Board of Trustees approve mandatory fees

Students to pay nearly $600 in compulsory fees

Students could save less than $200.
Credit: 
Journal File Photo

The Board of Trustees approved mandatory fees for the 2019-20 school year on May 10, following significant changes to post-secondary education policy and fee structures in Ontario.

Compulsory fees will add up to $596.83, while optional fees will total $183.32.

In March, the Ministry of Training, Colleges, and Universities (MTCU) set up guidelines for the Student Choice Initiative (SCI), changing the way student governments and institutions charge fees to students.

The SCI was announced by the Ontario government in January, a policy that divides student fees into essential and non-essential. All fees deemed non-essential by the MTCU will become optional to students.

The guidelines state all compulsory fees must be approved by universities’ governing bodies and announced before the collection period. Institutions must set up an online portal for students to opt-out of non-essential fees.

Under the new guidelines, only services like athletics & recreations, career services, student buildings, health and counseling, academic support, student ID cards, student achievement and record, financial offices, and campus safety can be of mandatory charge for students.

Students must also be given the conditional ability to opt out of health and dental plan fees.

Under the new guidelines, the $40 JDUC redevelopment fee remains mandatory. The AMS membership fee was made optional and reduced from $89 to $51.97, but Society services such as the food bank, Queen’s Student Constables, the Peer Support Centre, and Walkhome remain mandatory.

Other Society services such as the CFRC 101.9 FM, Legal Aid, The Queen’s Journal, Sexual Assaults Centre Kingston, Sexual Health Resource Centre, and multiple bursaries were all transitioned from mandatory to optional.

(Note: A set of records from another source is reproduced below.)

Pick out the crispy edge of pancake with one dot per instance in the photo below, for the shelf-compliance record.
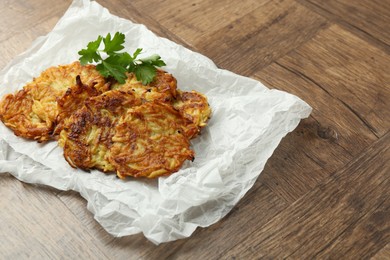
(72, 100)
(149, 141)
(193, 106)
(163, 88)
(31, 111)
(87, 135)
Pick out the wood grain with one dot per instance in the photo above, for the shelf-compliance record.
(370, 17)
(324, 193)
(331, 211)
(339, 128)
(37, 225)
(269, 29)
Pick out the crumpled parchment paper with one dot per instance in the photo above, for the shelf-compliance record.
(248, 122)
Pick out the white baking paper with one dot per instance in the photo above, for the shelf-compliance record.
(248, 122)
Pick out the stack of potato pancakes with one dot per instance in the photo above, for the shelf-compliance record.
(131, 129)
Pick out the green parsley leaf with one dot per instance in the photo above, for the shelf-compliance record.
(117, 64)
(91, 54)
(145, 73)
(115, 44)
(154, 60)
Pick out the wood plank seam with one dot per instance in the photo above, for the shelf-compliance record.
(358, 159)
(307, 78)
(346, 229)
(345, 24)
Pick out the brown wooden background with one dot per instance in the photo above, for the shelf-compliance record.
(325, 192)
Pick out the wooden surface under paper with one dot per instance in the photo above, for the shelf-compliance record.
(325, 191)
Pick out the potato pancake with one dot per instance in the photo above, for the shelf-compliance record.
(162, 88)
(71, 101)
(87, 135)
(149, 141)
(131, 129)
(194, 107)
(31, 112)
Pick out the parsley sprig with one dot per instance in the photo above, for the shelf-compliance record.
(116, 62)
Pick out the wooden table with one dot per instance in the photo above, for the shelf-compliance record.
(325, 192)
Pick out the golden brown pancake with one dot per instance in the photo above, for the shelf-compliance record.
(131, 129)
(149, 141)
(194, 107)
(87, 135)
(31, 112)
(162, 88)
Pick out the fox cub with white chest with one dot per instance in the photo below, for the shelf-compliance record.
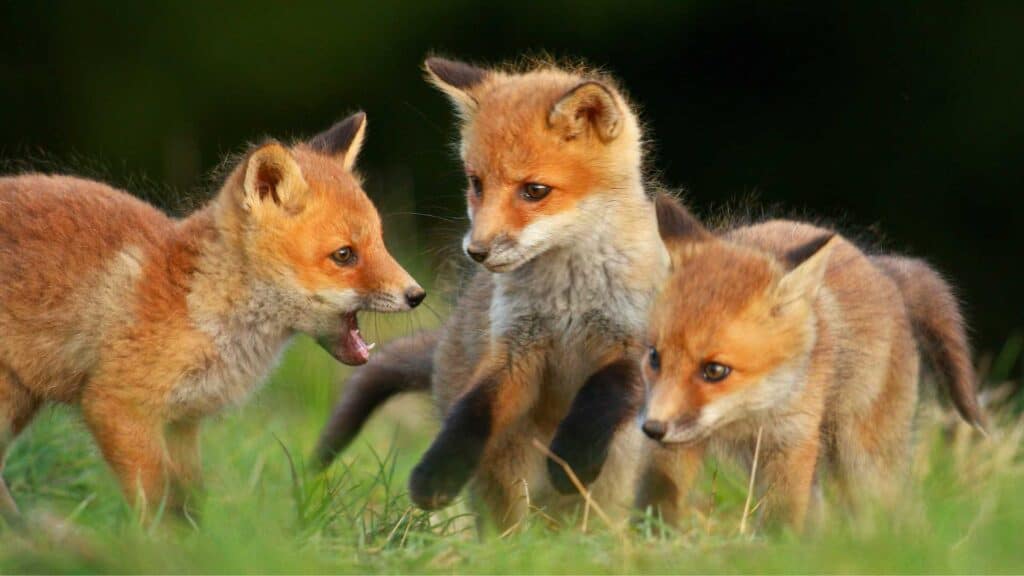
(568, 239)
(150, 323)
(790, 332)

“I think the Student Choice Initiative, although it generally hurt the student organizations, we do think it’s a good thing for us to be able to re-evaluate what we do and open up for collaboration, and really push the AMS forward in representation,” AMS President Auston Pierce said in an interview with The Journal.

“While there are a lot of uncertainties, we’re still really optimistic that we’ll be able to set the tone and the message, and advocate for students,” he said.

On May 24, the Canadian Federation of Students-Ontario (CFS-O) announced it’s taking the Ford government to court over the SCI in an attempt to block the policy before it takes effect in September.

In its application for Judicial Review, the Federation argued for a complete repeal of the SCI, citing lack of consultations between students and the Ministry as a breach of procedural fairness.

The application also seeks an expedited court process to challenge the SCI before September arrives.